At the end Chavez had to add his vote to the southern block, so as not to be left completely out of the game.

[slip] Mercosur does not want anything else but to compensates the imbalances of the “gringo” proposal and if the US were to accede to reciprocity in the matter, one can be certain that Brazil and Argentina, as well as its smaller associates Paraguay and Uruguay would sign without objections. [slip on what the US should do] Mercosur, for the time being, refused to accompany Chavez, to burn the chips. They will wait for the Hong Kong meeting. That is the responsible thing to do.
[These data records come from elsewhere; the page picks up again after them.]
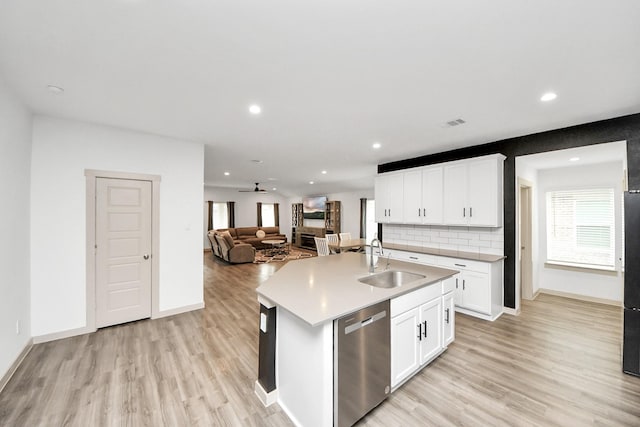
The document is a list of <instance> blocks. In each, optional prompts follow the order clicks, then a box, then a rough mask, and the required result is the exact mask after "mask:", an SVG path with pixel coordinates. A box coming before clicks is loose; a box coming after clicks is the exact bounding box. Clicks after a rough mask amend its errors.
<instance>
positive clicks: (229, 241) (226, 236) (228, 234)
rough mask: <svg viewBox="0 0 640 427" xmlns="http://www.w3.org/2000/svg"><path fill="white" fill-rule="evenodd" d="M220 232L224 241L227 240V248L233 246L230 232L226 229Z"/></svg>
mask: <svg viewBox="0 0 640 427" xmlns="http://www.w3.org/2000/svg"><path fill="white" fill-rule="evenodd" d="M220 234H222V237H223V238H224V241H225V242H227V246H228V247H229V249H231V248H232V247H234V246H235V243H233V237H231V233H229V232H228V231H223V232H222V233H220Z"/></svg>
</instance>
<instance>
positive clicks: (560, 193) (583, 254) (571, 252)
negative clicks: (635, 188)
mask: <svg viewBox="0 0 640 427" xmlns="http://www.w3.org/2000/svg"><path fill="white" fill-rule="evenodd" d="M546 197H547V262H549V263H552V264H565V265H575V266H579V267H590V268H601V269H614V268H615V221H614V218H615V214H614V191H613V188H599V189H589V190H564V191H550V192H548V193H547V195H546Z"/></svg>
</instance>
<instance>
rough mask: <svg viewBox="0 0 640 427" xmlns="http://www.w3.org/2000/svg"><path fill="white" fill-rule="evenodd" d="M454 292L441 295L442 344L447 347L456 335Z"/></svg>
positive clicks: (446, 293) (453, 338) (450, 342)
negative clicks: (441, 314)
mask: <svg viewBox="0 0 640 427" xmlns="http://www.w3.org/2000/svg"><path fill="white" fill-rule="evenodd" d="M453 296H454V293H453V292H448V293H446V294H444V295H443V296H442V346H443V347H447V346H448V345H449V344H451V343H452V342H453V340H454V339H455V337H456V316H455V303H454V297H453Z"/></svg>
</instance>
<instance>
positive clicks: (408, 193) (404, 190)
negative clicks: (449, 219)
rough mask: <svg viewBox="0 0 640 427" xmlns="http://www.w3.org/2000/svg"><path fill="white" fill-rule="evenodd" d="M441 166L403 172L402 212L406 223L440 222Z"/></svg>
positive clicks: (439, 223)
mask: <svg viewBox="0 0 640 427" xmlns="http://www.w3.org/2000/svg"><path fill="white" fill-rule="evenodd" d="M442 180H443V175H442V167H441V166H436V167H427V168H420V169H414V170H410V171H408V172H405V173H404V189H403V190H404V191H403V199H404V204H403V213H404V222H405V223H407V224H442V209H443V207H442V195H443V181H442Z"/></svg>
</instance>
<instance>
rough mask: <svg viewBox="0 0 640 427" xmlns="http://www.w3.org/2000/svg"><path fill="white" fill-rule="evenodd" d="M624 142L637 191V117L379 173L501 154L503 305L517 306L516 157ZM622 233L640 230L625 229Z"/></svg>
mask: <svg viewBox="0 0 640 427" xmlns="http://www.w3.org/2000/svg"><path fill="white" fill-rule="evenodd" d="M623 140H624V141H627V167H628V177H629V188H630V189H640V114H632V115H629V116H623V117H617V118H614V119H608V120H602V121H598V122H593V123H587V124H583V125H578V126H571V127H567V128H563V129H556V130H551V131H546V132H541V133H535V134H531V135H526V136H520V137H517V138H510V139H504V140H501V141H496V142H491V143H488V144H482V145H474V146H471V147H465V148H461V149H457V150H451V151H446V152H442V153H436V154H430V155H425V156H421V157H415V158H412V159H406V160H401V161H397V162H391V163H385V164H381V165H378V173H383V172H391V171H396V170H402V169H408V168H413V167H418V166H426V165H432V164H436V163H442V162H449V161H453V160H460V159H467V158H471V157H478V156H484V155H487V154H495V153H502V154H504V155H505V156H507V158H506V159H505V162H504V254H505V255H506V257H507V259H505V262H504V305H505V306H506V307H511V308H515V306H516V305H515V304H516V301H515V299H516V280H515V274H516V199H515V197H516V175H515V174H516V160H515V159H516V157H518V156H523V155H527V154H536V153H544V152H547V151H556V150H563V149H566V148H575V147H583V146H587V145H594V144H602V143H606V142H616V141H623ZM625 233H635V235H638V233H640V230H630V229H626V230H625Z"/></svg>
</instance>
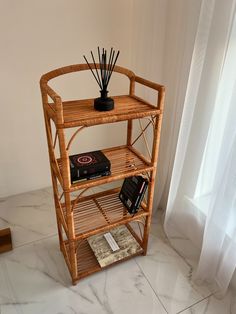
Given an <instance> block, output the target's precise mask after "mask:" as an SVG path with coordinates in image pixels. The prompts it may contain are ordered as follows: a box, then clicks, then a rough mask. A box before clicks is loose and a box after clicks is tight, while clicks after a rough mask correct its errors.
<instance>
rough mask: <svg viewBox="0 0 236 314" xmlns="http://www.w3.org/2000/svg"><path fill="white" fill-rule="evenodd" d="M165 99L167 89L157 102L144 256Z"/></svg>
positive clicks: (154, 180) (146, 243)
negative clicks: (163, 107) (164, 100)
mask: <svg viewBox="0 0 236 314" xmlns="http://www.w3.org/2000/svg"><path fill="white" fill-rule="evenodd" d="M164 97H165V89H164V87H161V88H160V89H159V90H158V100H157V108H158V109H160V114H159V115H158V116H156V118H155V126H154V137H153V145H152V160H151V161H152V164H153V165H154V169H153V170H152V171H151V175H150V183H149V187H148V200H147V206H148V209H149V215H148V216H147V218H146V221H145V226H144V238H143V249H144V255H146V254H147V246H148V236H149V231H150V224H151V218H152V208H153V197H154V188H155V178H156V171H157V157H158V151H159V143H160V130H161V123H162V115H163V106H164Z"/></svg>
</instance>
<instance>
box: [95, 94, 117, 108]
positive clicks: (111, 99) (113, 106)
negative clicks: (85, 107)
mask: <svg viewBox="0 0 236 314" xmlns="http://www.w3.org/2000/svg"><path fill="white" fill-rule="evenodd" d="M100 94H101V97H99V98H95V99H94V109H95V110H98V111H109V110H112V109H114V100H113V99H112V98H110V97H107V94H108V91H107V90H101V91H100Z"/></svg>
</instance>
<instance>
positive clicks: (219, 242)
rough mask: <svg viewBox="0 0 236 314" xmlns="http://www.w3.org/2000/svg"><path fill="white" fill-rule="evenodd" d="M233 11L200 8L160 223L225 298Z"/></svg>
mask: <svg viewBox="0 0 236 314" xmlns="http://www.w3.org/2000/svg"><path fill="white" fill-rule="evenodd" d="M235 6H236V0H227V1H222V0H203V1H202V5H201V11H200V15H199V22H198V28H197V32H196V38H195V43H194V49H193V54H192V60H191V65H190V70H189V78H188V84H187V88H186V95H185V100H184V106H183V114H182V119H181V125H180V132H179V137H178V143H177V149H176V155H175V161H174V167H173V172H172V177H171V184H170V191H169V196H168V202H167V210H166V216H165V231H166V233H167V235H168V237H169V238H170V240H172V241H173V242H174V239H175V238H176V237H181V236H183V238H184V239H188V240H190V241H191V242H192V244H193V247H196V248H199V249H200V258H199V261H198V266H197V271H196V278H197V279H199V280H200V281H206V282H210V283H214V284H215V285H217V287H218V289H219V291H221V292H222V293H224V292H225V291H226V289H227V287H228V285H229V283H230V280H231V278H232V275H233V273H234V271H235V267H236V16H235ZM180 105H181V104H180Z"/></svg>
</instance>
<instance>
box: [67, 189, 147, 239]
mask: <svg viewBox="0 0 236 314" xmlns="http://www.w3.org/2000/svg"><path fill="white" fill-rule="evenodd" d="M118 194H119V188H116V189H112V190H109V191H105V192H100V193H96V194H93V195H89V196H85V197H81V200H79V201H78V202H77V203H76V205H75V206H74V204H73V201H72V204H73V207H74V209H73V219H74V226H75V234H76V236H75V240H78V239H82V238H87V237H88V236H91V235H93V234H97V233H99V232H101V231H104V230H106V229H107V230H108V229H110V228H113V227H115V226H118V225H121V224H124V223H128V222H130V221H134V220H137V219H140V218H141V217H144V216H145V217H146V216H148V215H149V213H148V211H147V209H145V210H144V209H143V208H140V209H139V211H138V212H137V213H136V214H135V215H130V214H129V212H128V211H127V209H126V207H125V206H124V205H123V204H122V202H121V201H120V199H119V197H118ZM62 207H63V208H64V216H65V220H66V209H65V206H62Z"/></svg>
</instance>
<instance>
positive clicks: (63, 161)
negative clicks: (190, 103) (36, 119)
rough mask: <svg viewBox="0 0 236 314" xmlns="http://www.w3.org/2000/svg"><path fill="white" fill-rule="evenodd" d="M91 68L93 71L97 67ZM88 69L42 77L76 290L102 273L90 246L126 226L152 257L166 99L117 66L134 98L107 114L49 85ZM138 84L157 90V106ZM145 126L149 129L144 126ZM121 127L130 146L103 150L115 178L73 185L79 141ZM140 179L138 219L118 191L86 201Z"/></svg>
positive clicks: (49, 157) (61, 221)
mask: <svg viewBox="0 0 236 314" xmlns="http://www.w3.org/2000/svg"><path fill="white" fill-rule="evenodd" d="M90 66H91V67H92V68H94V65H93V64H90ZM97 67H99V65H98V64H97ZM88 69H89V68H88V65H87V64H78V65H72V66H67V67H63V68H60V69H56V70H54V71H51V72H49V73H47V74H45V75H43V76H42V78H41V80H40V87H41V92H42V101H43V109H44V117H45V125H46V133H47V141H48V151H49V158H50V167H51V175H52V184H53V191H54V201H55V209H56V217H57V224H58V235H59V241H60V249H61V251H62V253H63V255H64V258H65V261H66V263H67V266H68V269H69V271H70V274H71V277H72V282H73V284H75V283H76V282H77V281H78V280H79V279H81V278H83V277H85V276H87V275H89V274H92V273H94V272H97V271H100V270H101V267H100V266H99V264H98V262H97V260H96V258H95V256H94V254H93V252H92V250H91V249H90V247H89V244H88V242H87V240H86V239H87V238H88V237H89V236H91V235H94V234H97V233H101V232H104V231H106V230H109V229H111V228H114V227H116V226H119V225H126V226H127V228H128V229H129V230H130V232H131V233H132V234H133V236H134V237H135V238H136V240H137V241H138V242H139V244H140V245H141V247H142V252H141V253H139V254H143V255H145V254H146V252H147V244H148V235H149V229H150V222H151V214H152V203H153V193H154V181H155V176H156V168H157V156H158V146H159V139H160V130H161V122H162V113H163V105H164V94H165V90H164V87H163V86H161V85H158V84H156V83H153V82H150V81H147V80H145V79H142V78H140V77H138V76H136V75H135V74H134V73H133V72H132V71H129V70H127V69H125V68H123V67H120V66H115V68H114V72H118V73H120V74H121V75H125V76H127V77H128V78H129V95H125V96H116V97H113V98H114V100H115V109H113V110H111V111H108V112H99V111H95V110H94V108H93V99H87V100H75V101H62V99H61V97H60V96H59V95H58V94H57V93H56V92H55V91H54V90H53V89H52V88H51V87H50V86H49V85H48V82H49V81H50V80H51V79H54V78H56V77H58V76H61V75H65V74H68V73H71V72H77V71H84V70H88ZM136 83H139V84H141V85H144V86H146V87H147V88H151V89H154V90H156V92H157V102H156V104H149V103H148V102H146V101H144V100H142V99H141V98H139V97H137V96H136V95H135V85H136ZM144 120H145V123H146V125H145V126H143V124H142V123H143V121H144ZM119 121H127V139H126V143H125V145H123V146H119V147H111V148H109V149H105V150H103V153H104V154H105V155H106V156H107V157H108V158H109V160H110V161H111V175H110V176H107V177H101V178H97V179H93V180H89V181H79V182H77V183H74V184H71V179H70V166H69V155H70V149H71V144H72V142H73V141H74V139H75V138H76V137H77V135H78V134H79V133H80V132H81V131H82V130H83V129H84V128H86V127H91V126H94V125H99V124H106V123H116V122H119ZM134 121H135V123H137V122H138V123H139V126H140V134H139V135H136V137H135V138H133V137H134V135H133V123H134ZM150 127H151V128H152V136H153V139H152V147H151V149H150V148H149V147H148V140H147V137H146V135H145V132H146V131H147V129H148V128H150ZM71 128H72V129H73V131H74V133H73V134H72V136H71V135H70V138H69V139H67V136H66V132H67V131H68V129H71ZM70 134H71V133H70ZM140 139H143V140H144V146H145V147H146V150H147V152H148V155H149V157H146V156H145V154H142V153H141V152H140V151H139V150H138V149H137V148H135V145H136V143H137V142H138V141H140ZM57 155H58V156H57ZM138 174H144V175H146V176H147V177H148V179H149V186H148V191H147V195H146V198H145V199H144V201H143V202H142V204H141V208H140V210H139V211H138V213H136V214H135V215H132V216H131V215H130V214H129V213H128V212H127V210H126V208H125V207H124V206H123V205H122V203H121V202H120V200H119V198H118V193H119V188H115V189H114V188H113V189H110V190H106V191H102V192H99V193H95V194H91V195H88V196H85V194H86V193H85V192H88V191H89V189H90V188H92V187H96V186H102V185H103V184H105V183H109V182H114V181H117V180H120V179H124V178H126V177H129V176H133V175H138ZM75 194H76V195H75Z"/></svg>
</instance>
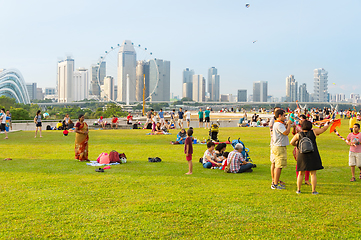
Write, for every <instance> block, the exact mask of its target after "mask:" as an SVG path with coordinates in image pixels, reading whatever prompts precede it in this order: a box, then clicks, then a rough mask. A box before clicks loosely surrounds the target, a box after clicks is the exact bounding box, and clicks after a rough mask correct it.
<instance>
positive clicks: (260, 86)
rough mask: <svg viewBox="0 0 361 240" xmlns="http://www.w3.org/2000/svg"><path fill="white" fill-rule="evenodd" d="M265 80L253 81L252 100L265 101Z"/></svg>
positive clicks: (266, 101)
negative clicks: (252, 97)
mask: <svg viewBox="0 0 361 240" xmlns="http://www.w3.org/2000/svg"><path fill="white" fill-rule="evenodd" d="M267 85H268V83H267V81H258V82H253V102H267V96H268V94H267V91H268V86H267Z"/></svg>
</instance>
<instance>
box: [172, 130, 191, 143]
mask: <svg viewBox="0 0 361 240" xmlns="http://www.w3.org/2000/svg"><path fill="white" fill-rule="evenodd" d="M186 138H187V133H186V130H185V129H184V128H183V129H182V130H181V131H180V132H179V133H178V134H177V140H176V141H175V142H171V143H172V144H183V143H184V141H185V140H186Z"/></svg>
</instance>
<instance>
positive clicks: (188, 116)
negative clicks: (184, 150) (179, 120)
mask: <svg viewBox="0 0 361 240" xmlns="http://www.w3.org/2000/svg"><path fill="white" fill-rule="evenodd" d="M184 114H185V115H186V121H187V128H189V125H190V124H191V112H190V111H188V110H185V111H184Z"/></svg>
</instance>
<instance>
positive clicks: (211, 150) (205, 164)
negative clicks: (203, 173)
mask: <svg viewBox="0 0 361 240" xmlns="http://www.w3.org/2000/svg"><path fill="white" fill-rule="evenodd" d="M214 147H215V144H214V142H212V141H209V142H207V150H206V151H205V152H204V154H203V167H204V168H214V167H219V166H221V165H222V163H221V162H218V158H217V156H216V152H215V151H214Z"/></svg>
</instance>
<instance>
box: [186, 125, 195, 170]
mask: <svg viewBox="0 0 361 240" xmlns="http://www.w3.org/2000/svg"><path fill="white" fill-rule="evenodd" d="M192 135H193V130H192V129H188V131H187V136H188V137H187V138H186V141H185V143H184V153H185V154H186V160H187V162H188V172H187V173H186V174H187V175H190V174H192V173H193V163H192V154H193V145H192V143H193V137H192Z"/></svg>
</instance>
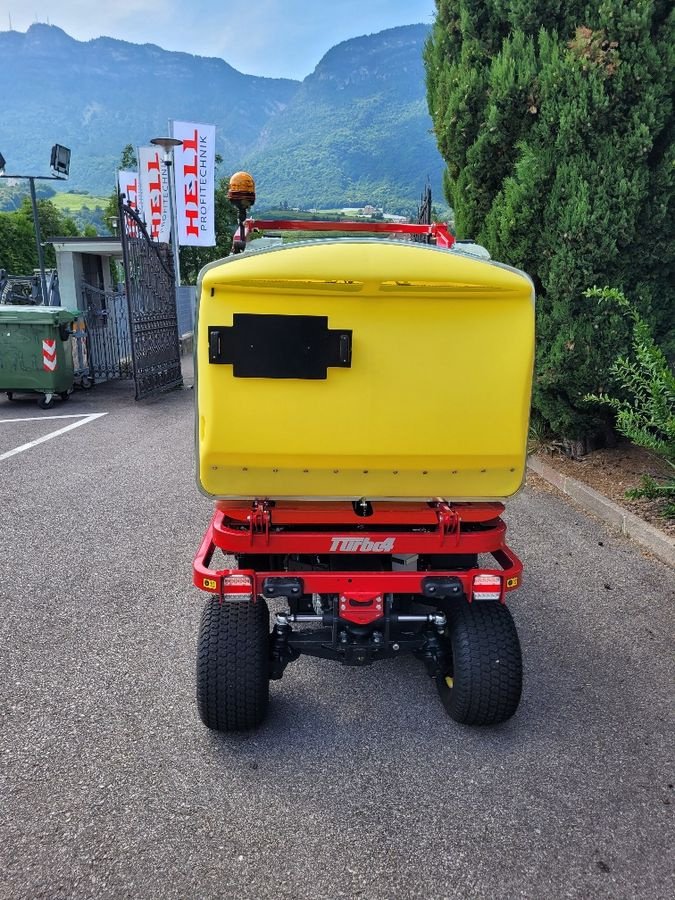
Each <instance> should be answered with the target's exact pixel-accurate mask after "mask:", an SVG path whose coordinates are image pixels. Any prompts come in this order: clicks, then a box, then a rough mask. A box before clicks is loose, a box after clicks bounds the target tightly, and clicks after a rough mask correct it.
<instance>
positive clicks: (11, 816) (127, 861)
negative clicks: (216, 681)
mask: <svg viewBox="0 0 675 900" xmlns="http://www.w3.org/2000/svg"><path fill="white" fill-rule="evenodd" d="M192 404H193V392H192V391H191V390H183V391H176V392H173V393H171V394H168V395H166V396H164V397H162V398H160V399H157V400H155V401H151V402H143V403H135V402H134V401H133V394H132V393H131V392H130V388H129V386H128V385H124V384H117V385H109V386H103V387H97V388H95V389H94V390H92V391H89V392H77V393H75V394H74V395H73V397H72V398H71V400H70V401H69V402H68V403H67V404H63V405H57V406H56V407H55V408H54V409H53V410H50V411H48V412H45V413H41V411H40V410H39V409H38V408H37V406H36V405H35V404H34V403H33V402H31V403H29V402H27V401H26V402H19V403H13V404H10V403H9V402H6V401H5V400H4V398H3V397H0V509H1V510H2V519H1V525H0V629H1V635H0V647H1V650H0V653H1V654H2V663H1V674H2V680H1V701H2V706H1V708H0V752H1V757H0V760H1V762H0V766H1V768H0V805H1V812H2V814H1V815H0V898H11V900H18V898H27V900H28V898H30V900H38V898H49V900H58V898H115V900H122V898H134V900H137V898H166V900H169V898H180V900H184V898H236V900H239V898H241V900H265V898H275V900H277V898H278V900H293V898H298V900H338V898H366V900H371V898H372V900H392V898H402V900H403V898H406V900H407V898H426V900H441V898H490V900H493V898H523V897H525V898H534V900H540V898H645V900H659V898H664V900H665V898H671V897H673V896H675V874H674V866H673V856H672V848H673V811H674V809H675V791H674V790H673V783H674V782H675V767H674V765H673V761H674V752H673V747H674V744H675V742H674V740H673V738H674V736H675V728H674V724H675V721H674V720H675V716H674V715H673V674H674V668H675V666H674V662H673V634H674V633H675V629H674V627H673V626H674V619H675V615H674V610H675V578H674V577H673V572H672V570H670V569H668V568H666V566H664V565H663V564H661V563H659V562H658V561H657V560H654V559H650V558H649V557H647V556H646V555H644V554H643V553H642V552H641V551H640V550H639V549H638V548H637V546H636V545H634V544H632V543H631V542H630V541H629V540H628V539H627V538H624V537H621V536H619V535H616V534H614V533H612V532H611V531H610V530H608V528H607V527H606V526H605V525H603V524H601V523H600V522H599V521H597V520H595V519H593V518H591V517H589V516H587V515H586V514H584V513H582V512H580V511H579V510H577V509H576V508H575V507H574V506H572V505H570V504H569V503H568V501H566V500H565V499H563V498H561V497H558V496H557V495H556V494H555V493H551V492H550V491H545V490H542V489H539V488H537V487H536V485H535V486H530V487H528V488H527V489H526V490H525V491H523V492H522V493H521V494H520V495H519V496H518V497H517V498H515V499H514V500H513V501H512V502H511V503H510V504H509V506H508V514H507V521H508V524H509V528H510V535H511V543H512V545H513V547H514V549H515V550H516V551H517V552H519V553H520V554H521V555H522V557H523V560H524V563H525V576H526V577H525V579H524V583H523V587H522V589H520V590H519V591H517V592H516V593H515V594H514V595H512V599H511V603H510V605H511V609H512V611H513V614H514V617H515V619H516V622H517V625H518V629H519V633H520V636H521V641H522V645H523V653H524V663H525V688H524V695H523V700H522V703H521V706H520V708H519V711H518V713H517V714H516V716H515V717H514V718H513V719H512V720H511V721H510V722H508V723H506V724H505V725H503V726H500V727H498V728H490V729H472V728H466V727H462V726H459V725H457V724H456V723H454V722H453V721H452V720H450V719H449V718H447V717H446V715H445V713H444V712H443V708H442V706H441V704H440V702H439V700H438V698H437V696H436V694H435V688H434V686H433V683H432V682H431V681H430V680H429V678H428V677H427V676H426V674H425V671H424V668H423V666H422V664H421V663H419V662H417V661H416V660H415V659H413V658H404V659H400V660H396V661H391V662H386V663H380V664H378V665H375V666H373V667H371V668H366V669H350V668H342V667H340V666H338V665H336V664H334V663H330V662H327V661H320V660H312V659H307V658H302V659H301V660H300V661H298V662H297V663H294V664H293V665H291V666H289V668H288V669H287V672H286V674H285V676H284V678H283V679H282V681H280V682H273V683H272V688H271V694H272V702H271V707H270V715H269V719H268V720H267V722H266V723H265V724H264V726H263V727H262V728H261V729H260V730H259V731H257V732H254V733H251V734H247V735H241V736H234V737H233V736H218V735H215V734H213V733H211V732H209V731H207V730H206V729H205V728H204V727H203V726H202V725H201V723H200V721H199V719H198V717H197V710H196V705H195V701H194V691H195V684H194V656H195V644H196V634H197V627H198V621H199V616H200V612H201V607H202V604H203V602H204V595H202V594H200V593H199V592H198V591H197V590H195V589H194V588H193V587H192V586H191V561H192V557H193V555H194V553H195V551H196V549H197V547H198V545H199V542H200V539H201V537H202V534H203V531H204V529H205V527H206V525H207V523H208V520H209V516H210V508H211V505H210V503H209V501H208V500H207V499H205V498H204V497H202V496H201V495H200V494H199V493H198V491H197V488H196V485H195V478H194V459H193V425H192ZM89 413H106V415H104V416H102V417H100V418H97V419H92V420H89V421H88V422H86V423H85V424H83V425H82V426H81V427H77V428H74V429H71V430H70V431H68V432H65V433H62V434H60V435H58V436H56V437H54V438H50V439H48V440H45V441H43V442H42V443H40V444H36V445H34V446H32V447H29V448H28V449H26V450H24V451H22V452H19V453H15V454H13V455H11V456H5V457H4V458H3V454H6V453H7V452H8V451H9V450H11V449H13V448H17V447H19V446H22V445H24V444H28V443H30V442H31V441H33V440H35V439H37V438H40V437H44V436H45V435H47V434H48V433H50V432H52V431H56V430H58V429H59V428H61V427H63V426H64V425H65V424H68V423H69V422H72V421H73V420H64V421H58V420H46V419H44V418H43V417H44V416H46V415H50V416H58V415H65V414H68V415H80V414H82V415H84V414H89ZM231 415H232V417H233V427H244V426H245V418H242V419H239V418H238V417H237V414H236V411H231ZM33 417H35V418H36V419H38V421H36V422H32V423H31V422H21V423H19V422H16V423H14V424H13V423H12V422H9V423H8V422H5V421H4V420H5V419H8V418H33Z"/></svg>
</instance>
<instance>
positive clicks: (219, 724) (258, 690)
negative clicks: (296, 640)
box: [197, 598, 270, 731]
mask: <svg viewBox="0 0 675 900" xmlns="http://www.w3.org/2000/svg"><path fill="white" fill-rule="evenodd" d="M269 641H270V634H269V610H268V608H267V604H266V603H265V601H264V600H258V601H257V602H256V603H253V602H252V601H251V600H226V601H223V602H222V603H221V602H219V600H218V599H217V598H214V599H213V600H207V602H206V605H205V607H204V611H203V613H202V618H201V622H200V625H199V645H198V649H197V707H198V709H199V716H200V718H201V720H202V722H203V723H204V725H206V727H207V728H211V729H213V730H215V731H246V730H248V729H251V728H257V727H258V725H260V723H261V722H262V721H263V719H264V718H265V714H266V713H267V707H268V704H269V669H270V662H269Z"/></svg>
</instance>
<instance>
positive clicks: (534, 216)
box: [425, 0, 675, 453]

Chavez does not know how to discuss trying to understand the reasons of the others. He does not seek agreements but tries to impose unilaterally his Hill. If it is rejected, he starts a temper tantrum and like a small kid insults whomever disagrees with him. A serious and thoughtful debate with Fox would have been interesting, but the brutal aggression of the Venezuelan president shut down that way. He is also pointing his batteries to the Andean community “There is nothing for Venezuela in the Andean Community” he said last Sunday. Tomorrow if Mercosur were to reach an agreement with the US Chavez would tell us that we have no business there. The road to isolation. The integrationist discourse of Chavez crashes on his disintegrationist practices.


Venezuelans, even most chavista ones and I am willing to bet anything on that, know very well that this is all a Chavez posturing, that if some of his ideas are certainly worth considering, the way he goes about them is to simply figure in the headlines, instead of building anything durable. This nefarious and totally unproductive policy, un-diplomatic way to run foreign affairs, has been put in perfect evidence: in spite of huge handouts out by Venezuela to the small Caribbean island, in oil and payment facilities, NOT A SINGLE one did follow Chavez in Mar del Plata. Oil diplomacy has its limits, apparently.

Besides he committed a gross mistake: in Venezuela it is very fashionable to hire a group of Mariachis at birthdays to come over at the end of the party to sing “Las mañanitas”. The Venezuelan Mexico sentimental link is probably the strongest by Venezuelans to any other Latin America country, as it comes from the very important trading of colonial times (The New Spain vice royalty was a big buyer of Venezuelan cocoa beans). But this is what happens when you have rulers that not only ignore the country’s history, but despise it and try to rewrite it as much as they can.